The reason why we know that is because in the Soviet Union their conception of what they called the reconnaissance strike complex, which was, you know, machine-generated targeting and guided munitions, was all going to be automated. The whole thing was going to be automated. They were going to try to take humans completely out of the loop.
So it will be interesting to see how the Chinese employ A.I in military scenarios. Are they going to try to be taking humans out of the decision-making loop so they can make faster decisions? Are they going to try to use A.I. to empower humans to make more timely, relevant decisions? And that remains to be seen.
I will say, back to this whole -- and I'm getting a little bit off -- off topic, so I hope Paul doesn't hit me. I believe -- I feel like this is what it feels like to be offset.
In 1996 the Chinese looked at the United States and said, "They are so far ahead of us conventionally that we are going to have to offset their advantages through high technology innovation." And they were very discrete in the technologies they went after: hypersonics, directed energy, electromagnetic railguns, artificial intelligence and autonomy.
And as Amir said, when they say we're going to go after something they really go after it. And I believe we are in the process -- we're going -- you know, we -- unless we respond more aggressively -- and that's why this isn't about an A.I. arms race.
But within my head the Chinese are the pacing competitor, and they are definitely trying to offset our strengths using these types of technologies. And it was -- it's going to require a lot of thinking and a lot of investment to make sure that they do not succeed.
STEVENS: Everyone, it is just past 11:00 so we're going to wrap this briefing up. If you have any questions for task force members after this please touch base with me or get in touch with them directly and we can make that happen.
At this moment any final words from you guys?
WORK: And as I said, I'm looking forward for the next 18 months and looking forward to answering your questions over the next 18 months.

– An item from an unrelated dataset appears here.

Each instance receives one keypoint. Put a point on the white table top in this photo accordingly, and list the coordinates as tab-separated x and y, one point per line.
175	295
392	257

And I ask you to press us and say, "Why are you thinking this?" And, "Have you thought about that?" I would encourage you all, because this is a very important subject.
SCHARRE: Yeah. Thank you all for coming.
And, you know, as -- as other like issues, news items come up in the future, if there's issues you want to reach out to members of the task force, please let us know and we'll -- we'll try to set that.
STEVENS: Again, thanks, everyone, for your participation.
If you'd like to stay up to date with the findings of the task force please make sure that you're on our distribution list. You can e-mail me at firstname.lastname@example.org and I'll make sure that you receive everything we put out.
Information on the task force is now also live in the CNAS website. If you go to cnas.org/aitaskforce you'll see updates there, full list of all the members, and any other information.
Again, thank you for your time, and I hope to hear from you soon. Have a good day.